Il server che ha individuato, infatti, contiene un database MongoDB con informazioni personali di 2.565.724 persone, raccolte presumibilmente per conto del governo cinese.
Il server, gestito dalla società cinese SenseNets (specializzata in riconoscimento facciale e analisi dei video) era accessibile senza che fosse necessaria alcuna autenticazione. Una tipo di “dimenticanza” che i ricercatori di sicurezza riscontrano sempre più spesso.
Questa volta, però, Gevers non si è trovato di fronte al solito database di utenti con informazioni più o meno sensibili raccolti da qualche azienda commerciale.
Secondo il ricercatore, infatti, tutti i cittadini cinesi registrati nel database farebbero parte della minoranza musulmana Uiguri residente nella regione dello Xinjiang.
Insomma: si tratterebbe di un server dedicato alla schedatura di quelli che, secondo il governo di Pechino, sarebbero potenziali “terroristi”. La componente indipendentista dell’etnia Uiguri, infatti, è da tempo finita nel mirino delle forze di polizia e la cronaca negli anni passati ha registrato violenti scontri tra la minoranza musulmana e le autorità.
All’interno del database, il ricercatore olandese ha trovato ogni genere di informazioni: dati anagrafici, residenza, fotografie, dati dei documenti di identità e del loro impiego.
Non solo: il server contiene anche una serie di rilevamenti GPS che, secondo Gevers, rappresenterebbero una minuziosa ricostruzione degli spostamenti dei cittadini schedati ottenuta tramite le videocamere di sicurezza che in Cina stanno spuntando come funghi più o meno ovunque.
I rilevamenti sono associati a descrizioni dei luoghi piuttosto esplicite, come “moschea”, “stazione di polizia”, Internet Cafè” e simili.
Ora il server non è più raggiungibile.
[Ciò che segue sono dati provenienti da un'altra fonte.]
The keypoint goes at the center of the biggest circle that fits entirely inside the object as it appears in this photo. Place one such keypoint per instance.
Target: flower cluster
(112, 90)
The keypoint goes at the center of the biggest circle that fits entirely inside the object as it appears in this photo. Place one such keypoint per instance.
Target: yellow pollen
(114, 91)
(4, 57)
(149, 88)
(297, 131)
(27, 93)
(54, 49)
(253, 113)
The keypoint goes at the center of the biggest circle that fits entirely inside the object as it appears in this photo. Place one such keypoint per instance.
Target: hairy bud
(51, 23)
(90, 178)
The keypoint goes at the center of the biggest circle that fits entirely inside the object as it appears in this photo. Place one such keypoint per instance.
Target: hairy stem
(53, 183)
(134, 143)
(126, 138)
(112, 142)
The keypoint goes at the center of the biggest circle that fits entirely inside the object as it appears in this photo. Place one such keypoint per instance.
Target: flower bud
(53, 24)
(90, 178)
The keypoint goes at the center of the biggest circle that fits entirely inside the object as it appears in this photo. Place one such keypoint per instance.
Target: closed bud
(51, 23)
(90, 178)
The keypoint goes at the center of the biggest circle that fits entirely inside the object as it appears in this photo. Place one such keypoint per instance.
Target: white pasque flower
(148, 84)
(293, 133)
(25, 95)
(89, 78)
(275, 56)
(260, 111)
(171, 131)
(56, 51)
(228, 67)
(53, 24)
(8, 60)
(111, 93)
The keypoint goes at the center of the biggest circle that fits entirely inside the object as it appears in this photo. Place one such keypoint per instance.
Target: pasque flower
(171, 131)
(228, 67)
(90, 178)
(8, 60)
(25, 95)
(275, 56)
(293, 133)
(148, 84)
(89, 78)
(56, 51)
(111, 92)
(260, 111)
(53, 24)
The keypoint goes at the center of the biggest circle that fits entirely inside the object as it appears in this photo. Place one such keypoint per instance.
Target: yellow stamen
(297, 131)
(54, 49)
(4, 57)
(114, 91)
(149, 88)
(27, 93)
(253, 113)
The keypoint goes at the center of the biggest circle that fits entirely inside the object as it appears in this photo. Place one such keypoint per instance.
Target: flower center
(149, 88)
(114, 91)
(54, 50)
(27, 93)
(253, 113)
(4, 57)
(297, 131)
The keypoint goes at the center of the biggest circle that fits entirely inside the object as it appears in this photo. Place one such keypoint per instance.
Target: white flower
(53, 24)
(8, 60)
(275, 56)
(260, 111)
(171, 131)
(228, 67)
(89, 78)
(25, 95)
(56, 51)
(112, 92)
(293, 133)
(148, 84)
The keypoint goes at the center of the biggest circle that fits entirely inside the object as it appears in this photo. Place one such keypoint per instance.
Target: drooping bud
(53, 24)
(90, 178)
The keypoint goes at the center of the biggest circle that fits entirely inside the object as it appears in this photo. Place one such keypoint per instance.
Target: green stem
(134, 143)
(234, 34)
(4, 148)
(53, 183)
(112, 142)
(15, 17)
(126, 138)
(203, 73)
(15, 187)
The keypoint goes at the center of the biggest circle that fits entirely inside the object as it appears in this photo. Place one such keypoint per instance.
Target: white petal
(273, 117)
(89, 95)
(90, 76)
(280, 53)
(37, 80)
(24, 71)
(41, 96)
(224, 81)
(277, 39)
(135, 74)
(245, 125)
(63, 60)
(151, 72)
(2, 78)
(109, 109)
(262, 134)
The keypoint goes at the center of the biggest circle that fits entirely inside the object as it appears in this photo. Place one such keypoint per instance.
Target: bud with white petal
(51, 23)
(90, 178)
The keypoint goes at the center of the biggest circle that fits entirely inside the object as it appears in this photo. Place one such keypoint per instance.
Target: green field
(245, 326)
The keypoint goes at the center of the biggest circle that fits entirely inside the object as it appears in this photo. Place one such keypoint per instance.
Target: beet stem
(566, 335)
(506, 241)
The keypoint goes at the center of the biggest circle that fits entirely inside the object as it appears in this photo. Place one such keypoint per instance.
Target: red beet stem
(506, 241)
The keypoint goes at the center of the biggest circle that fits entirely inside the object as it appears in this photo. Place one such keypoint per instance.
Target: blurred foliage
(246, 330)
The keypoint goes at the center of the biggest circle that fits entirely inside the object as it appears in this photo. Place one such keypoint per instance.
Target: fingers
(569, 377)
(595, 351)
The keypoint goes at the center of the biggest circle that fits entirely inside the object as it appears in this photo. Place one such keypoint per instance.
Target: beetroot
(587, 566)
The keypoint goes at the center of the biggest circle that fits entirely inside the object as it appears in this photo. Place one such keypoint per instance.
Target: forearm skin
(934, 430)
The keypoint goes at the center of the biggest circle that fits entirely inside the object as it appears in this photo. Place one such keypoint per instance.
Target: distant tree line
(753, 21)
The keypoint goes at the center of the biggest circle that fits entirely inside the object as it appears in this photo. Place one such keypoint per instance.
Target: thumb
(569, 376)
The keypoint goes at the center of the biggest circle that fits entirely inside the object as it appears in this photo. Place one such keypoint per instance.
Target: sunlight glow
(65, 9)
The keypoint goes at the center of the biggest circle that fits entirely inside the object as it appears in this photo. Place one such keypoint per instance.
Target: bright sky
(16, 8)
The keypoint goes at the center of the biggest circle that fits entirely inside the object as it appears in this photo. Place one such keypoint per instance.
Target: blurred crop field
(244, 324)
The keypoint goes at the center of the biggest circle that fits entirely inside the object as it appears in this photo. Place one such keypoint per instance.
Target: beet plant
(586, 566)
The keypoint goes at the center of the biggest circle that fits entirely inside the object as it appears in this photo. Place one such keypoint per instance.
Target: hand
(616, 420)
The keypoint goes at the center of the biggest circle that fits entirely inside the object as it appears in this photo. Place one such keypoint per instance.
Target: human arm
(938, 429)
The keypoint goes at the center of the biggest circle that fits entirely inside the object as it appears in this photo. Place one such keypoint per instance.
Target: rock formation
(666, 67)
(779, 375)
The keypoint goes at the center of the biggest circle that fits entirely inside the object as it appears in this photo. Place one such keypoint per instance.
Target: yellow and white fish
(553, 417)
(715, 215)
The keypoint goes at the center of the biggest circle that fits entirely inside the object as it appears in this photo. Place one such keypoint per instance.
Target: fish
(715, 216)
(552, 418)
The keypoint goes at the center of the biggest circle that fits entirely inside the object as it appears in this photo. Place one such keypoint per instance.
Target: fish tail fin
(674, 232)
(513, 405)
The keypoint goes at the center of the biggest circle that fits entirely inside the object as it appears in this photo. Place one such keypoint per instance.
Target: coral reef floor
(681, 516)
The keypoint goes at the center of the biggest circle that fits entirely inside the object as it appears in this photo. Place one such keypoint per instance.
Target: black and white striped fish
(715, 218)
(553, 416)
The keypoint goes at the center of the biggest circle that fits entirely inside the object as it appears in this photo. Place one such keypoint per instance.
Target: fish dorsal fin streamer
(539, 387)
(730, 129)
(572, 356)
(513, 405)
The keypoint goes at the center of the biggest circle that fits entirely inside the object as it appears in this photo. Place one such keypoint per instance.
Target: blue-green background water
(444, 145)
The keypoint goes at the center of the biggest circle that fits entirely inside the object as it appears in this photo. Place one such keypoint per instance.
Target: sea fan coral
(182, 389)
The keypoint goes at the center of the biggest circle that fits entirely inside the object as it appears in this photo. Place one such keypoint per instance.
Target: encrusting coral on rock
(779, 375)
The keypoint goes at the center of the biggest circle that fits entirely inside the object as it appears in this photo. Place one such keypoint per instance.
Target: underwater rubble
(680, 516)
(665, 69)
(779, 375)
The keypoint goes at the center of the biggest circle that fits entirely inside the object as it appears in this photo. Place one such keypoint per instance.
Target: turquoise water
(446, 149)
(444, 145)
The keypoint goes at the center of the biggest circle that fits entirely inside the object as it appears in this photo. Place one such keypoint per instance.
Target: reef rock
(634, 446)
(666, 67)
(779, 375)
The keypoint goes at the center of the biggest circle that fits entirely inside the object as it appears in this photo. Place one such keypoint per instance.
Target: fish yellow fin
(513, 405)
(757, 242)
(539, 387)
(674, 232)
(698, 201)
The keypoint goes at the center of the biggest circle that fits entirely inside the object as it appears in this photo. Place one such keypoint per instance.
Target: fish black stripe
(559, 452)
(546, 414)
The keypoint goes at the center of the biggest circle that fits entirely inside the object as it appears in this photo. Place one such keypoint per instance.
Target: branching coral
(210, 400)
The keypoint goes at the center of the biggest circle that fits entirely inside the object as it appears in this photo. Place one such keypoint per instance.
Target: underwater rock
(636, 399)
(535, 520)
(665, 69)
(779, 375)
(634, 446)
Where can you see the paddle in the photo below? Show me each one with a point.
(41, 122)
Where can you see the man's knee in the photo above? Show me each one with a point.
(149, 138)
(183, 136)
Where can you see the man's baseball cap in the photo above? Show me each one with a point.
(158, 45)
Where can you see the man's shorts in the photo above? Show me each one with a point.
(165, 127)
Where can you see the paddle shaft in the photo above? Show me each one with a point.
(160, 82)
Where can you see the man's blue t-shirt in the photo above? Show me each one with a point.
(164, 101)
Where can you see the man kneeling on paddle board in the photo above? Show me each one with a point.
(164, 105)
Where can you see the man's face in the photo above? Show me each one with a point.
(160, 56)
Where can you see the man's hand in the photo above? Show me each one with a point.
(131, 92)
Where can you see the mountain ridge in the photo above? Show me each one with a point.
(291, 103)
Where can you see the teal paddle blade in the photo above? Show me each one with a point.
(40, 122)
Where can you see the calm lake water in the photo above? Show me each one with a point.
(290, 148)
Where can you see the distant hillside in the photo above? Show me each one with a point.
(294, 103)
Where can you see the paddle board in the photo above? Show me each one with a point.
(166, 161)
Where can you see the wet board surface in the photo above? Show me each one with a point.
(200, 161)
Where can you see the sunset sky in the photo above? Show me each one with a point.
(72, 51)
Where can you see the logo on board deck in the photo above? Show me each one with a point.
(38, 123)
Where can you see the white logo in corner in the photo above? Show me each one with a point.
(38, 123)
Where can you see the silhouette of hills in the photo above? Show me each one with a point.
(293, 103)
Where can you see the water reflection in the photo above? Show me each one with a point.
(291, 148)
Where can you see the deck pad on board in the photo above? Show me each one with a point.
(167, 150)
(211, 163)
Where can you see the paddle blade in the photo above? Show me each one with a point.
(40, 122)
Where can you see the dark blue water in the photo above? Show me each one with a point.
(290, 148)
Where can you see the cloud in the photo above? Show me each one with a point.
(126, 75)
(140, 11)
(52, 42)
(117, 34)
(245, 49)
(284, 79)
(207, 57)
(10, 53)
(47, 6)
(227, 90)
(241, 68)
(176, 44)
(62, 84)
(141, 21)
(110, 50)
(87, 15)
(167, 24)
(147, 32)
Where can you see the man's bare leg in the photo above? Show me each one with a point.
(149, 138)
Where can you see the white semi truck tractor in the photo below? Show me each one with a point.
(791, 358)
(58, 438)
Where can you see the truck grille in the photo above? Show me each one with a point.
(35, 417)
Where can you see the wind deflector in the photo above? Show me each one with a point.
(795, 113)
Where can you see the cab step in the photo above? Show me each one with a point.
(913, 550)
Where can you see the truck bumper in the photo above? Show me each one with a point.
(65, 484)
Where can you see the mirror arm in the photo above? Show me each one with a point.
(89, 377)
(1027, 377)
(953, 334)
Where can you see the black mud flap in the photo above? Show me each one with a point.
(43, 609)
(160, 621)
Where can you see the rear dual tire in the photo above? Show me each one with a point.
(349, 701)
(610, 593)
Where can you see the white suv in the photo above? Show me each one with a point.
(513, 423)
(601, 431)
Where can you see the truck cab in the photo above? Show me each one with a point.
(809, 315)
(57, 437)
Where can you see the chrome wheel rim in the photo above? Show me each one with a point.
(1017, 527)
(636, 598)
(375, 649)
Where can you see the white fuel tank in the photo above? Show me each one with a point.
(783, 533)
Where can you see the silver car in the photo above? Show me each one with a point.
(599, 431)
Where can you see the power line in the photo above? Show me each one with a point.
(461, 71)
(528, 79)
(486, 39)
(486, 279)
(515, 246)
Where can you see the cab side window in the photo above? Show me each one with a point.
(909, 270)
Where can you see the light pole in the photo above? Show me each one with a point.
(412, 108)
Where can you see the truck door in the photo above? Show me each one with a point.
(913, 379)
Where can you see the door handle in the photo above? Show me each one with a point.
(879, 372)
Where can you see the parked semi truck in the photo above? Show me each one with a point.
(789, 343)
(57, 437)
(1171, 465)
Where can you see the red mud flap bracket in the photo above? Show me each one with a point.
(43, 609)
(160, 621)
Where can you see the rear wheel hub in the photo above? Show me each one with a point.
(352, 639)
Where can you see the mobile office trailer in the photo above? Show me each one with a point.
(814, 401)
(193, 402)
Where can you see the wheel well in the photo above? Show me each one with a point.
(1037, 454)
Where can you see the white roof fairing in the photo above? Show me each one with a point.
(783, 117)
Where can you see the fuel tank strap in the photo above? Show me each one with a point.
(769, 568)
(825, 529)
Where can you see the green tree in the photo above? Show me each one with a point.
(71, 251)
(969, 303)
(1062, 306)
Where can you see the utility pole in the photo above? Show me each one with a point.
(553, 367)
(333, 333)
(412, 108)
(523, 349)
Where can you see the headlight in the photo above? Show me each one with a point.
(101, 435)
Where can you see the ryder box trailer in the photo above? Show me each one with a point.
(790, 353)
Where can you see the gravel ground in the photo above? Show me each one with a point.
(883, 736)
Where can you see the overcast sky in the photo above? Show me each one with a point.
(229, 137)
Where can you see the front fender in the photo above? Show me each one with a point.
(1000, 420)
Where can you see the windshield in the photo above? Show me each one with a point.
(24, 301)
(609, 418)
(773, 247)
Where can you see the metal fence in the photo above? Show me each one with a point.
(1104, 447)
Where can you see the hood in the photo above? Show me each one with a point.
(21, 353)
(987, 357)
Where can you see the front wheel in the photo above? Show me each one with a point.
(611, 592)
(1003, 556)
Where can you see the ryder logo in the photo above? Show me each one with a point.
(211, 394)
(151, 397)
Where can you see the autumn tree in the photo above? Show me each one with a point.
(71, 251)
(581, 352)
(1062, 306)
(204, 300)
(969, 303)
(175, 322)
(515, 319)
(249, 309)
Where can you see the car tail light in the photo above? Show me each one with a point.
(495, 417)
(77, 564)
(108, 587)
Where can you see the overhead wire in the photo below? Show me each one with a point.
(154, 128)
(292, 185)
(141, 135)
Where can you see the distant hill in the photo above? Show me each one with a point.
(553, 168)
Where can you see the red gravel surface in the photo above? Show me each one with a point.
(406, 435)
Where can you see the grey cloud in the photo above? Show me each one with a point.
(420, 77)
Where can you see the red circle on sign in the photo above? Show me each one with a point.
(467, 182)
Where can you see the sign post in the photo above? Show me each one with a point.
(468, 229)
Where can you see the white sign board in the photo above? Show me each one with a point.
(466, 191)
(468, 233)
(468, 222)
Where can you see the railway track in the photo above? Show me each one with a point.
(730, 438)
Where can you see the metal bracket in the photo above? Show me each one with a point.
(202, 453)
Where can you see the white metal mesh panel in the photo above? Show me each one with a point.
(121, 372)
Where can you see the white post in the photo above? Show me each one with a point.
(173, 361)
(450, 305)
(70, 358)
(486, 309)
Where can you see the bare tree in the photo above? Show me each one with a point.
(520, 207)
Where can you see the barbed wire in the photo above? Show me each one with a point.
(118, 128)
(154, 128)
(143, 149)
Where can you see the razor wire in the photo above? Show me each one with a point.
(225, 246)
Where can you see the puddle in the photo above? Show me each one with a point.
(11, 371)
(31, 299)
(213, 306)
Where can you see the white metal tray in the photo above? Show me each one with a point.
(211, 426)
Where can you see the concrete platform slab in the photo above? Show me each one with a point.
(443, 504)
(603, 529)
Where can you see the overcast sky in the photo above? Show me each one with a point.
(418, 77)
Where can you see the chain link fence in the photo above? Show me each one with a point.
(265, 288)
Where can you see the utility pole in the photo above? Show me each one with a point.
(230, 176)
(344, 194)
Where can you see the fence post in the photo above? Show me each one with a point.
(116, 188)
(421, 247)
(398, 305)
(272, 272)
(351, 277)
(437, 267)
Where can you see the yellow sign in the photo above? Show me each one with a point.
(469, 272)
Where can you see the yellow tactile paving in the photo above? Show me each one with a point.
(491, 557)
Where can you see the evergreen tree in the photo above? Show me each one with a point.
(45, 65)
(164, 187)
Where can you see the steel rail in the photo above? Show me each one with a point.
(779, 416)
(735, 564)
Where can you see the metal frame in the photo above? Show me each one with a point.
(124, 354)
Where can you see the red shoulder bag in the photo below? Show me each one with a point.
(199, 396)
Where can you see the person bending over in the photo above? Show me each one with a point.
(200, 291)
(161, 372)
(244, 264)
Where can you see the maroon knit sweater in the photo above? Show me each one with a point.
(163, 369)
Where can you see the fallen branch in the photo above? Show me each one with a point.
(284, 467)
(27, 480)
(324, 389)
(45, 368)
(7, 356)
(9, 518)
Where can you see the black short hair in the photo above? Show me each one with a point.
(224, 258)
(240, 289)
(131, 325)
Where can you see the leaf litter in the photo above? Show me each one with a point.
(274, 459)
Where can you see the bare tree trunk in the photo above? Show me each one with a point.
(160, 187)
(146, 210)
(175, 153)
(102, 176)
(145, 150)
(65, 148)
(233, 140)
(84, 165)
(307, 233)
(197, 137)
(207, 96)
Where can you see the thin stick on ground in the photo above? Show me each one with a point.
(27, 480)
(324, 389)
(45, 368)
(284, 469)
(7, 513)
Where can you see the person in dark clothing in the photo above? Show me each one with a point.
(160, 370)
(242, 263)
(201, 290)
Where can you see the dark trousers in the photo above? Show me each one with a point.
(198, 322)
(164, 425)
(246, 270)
Gevers ha infatti seguito il solito protocollo, contattando SenseNets per avvisarli del fatto che il server fosse esposto su Internet senza protezioni, prima di realizzare che cosa contenesse.
La scoperta è l’ennesima conferma di ciò che molti gruppi di attivisti per i diritti umani denunciano da anni: l’uso da parte del governo cinese di sistemi di sorveglianza per schedare minoranze e oppositori politici. Anche, scopriamo ora, utilizzando contractors privati.